= Daily Rambam Study =

Annual Torah study cycle

Daily Rambam Study is an annual study cycle that includes the daily study of Maimonides' magnum opus, Mishneh Torah. The study regimen was initiated by Rabbi Menachem Mendel Schneerson in the spring of 1984 with three tracks. The first track includes studying three chapters a day, so that the entire fourteen books are completed in less than one year. Participants in the second track study one chapter daily and complete the entire Mishneh Torah in approximately three years. A third track that parallels the three chapter track includes the study of Sefer Hamitzvos.

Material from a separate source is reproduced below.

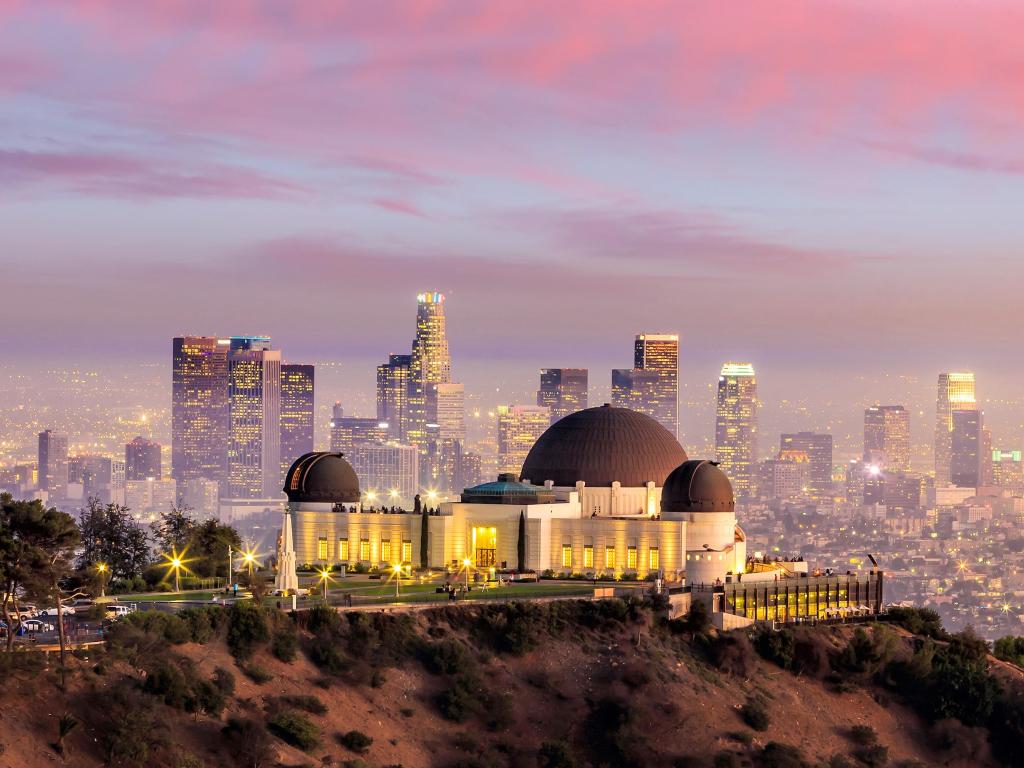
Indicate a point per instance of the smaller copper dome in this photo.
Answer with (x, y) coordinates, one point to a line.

In establishing the new study cycle, Rabbi Schneerson cited a unique quality of Mishneh Torah that it is inclusive of the entire Torah. By learning Rambam, one effectively learns the entire Torah. If all Jewish people united in the daily study cycle, Jewish unity could be accomplished. This study aims to bring about Torah unity and Jewish unity simultaneously.

The completion of each cycle is celebrated with a Siyum Harambam. Such events are held worldwide with the participation of many thousands of people. These celebrations are attended by Jewish leaders from different communities.

On 9 July 2020 all three tracks completed the Rambam learning cycle. The 3 chapter daily track completed its 39th cycle while the one chapter daily track completed its 13th.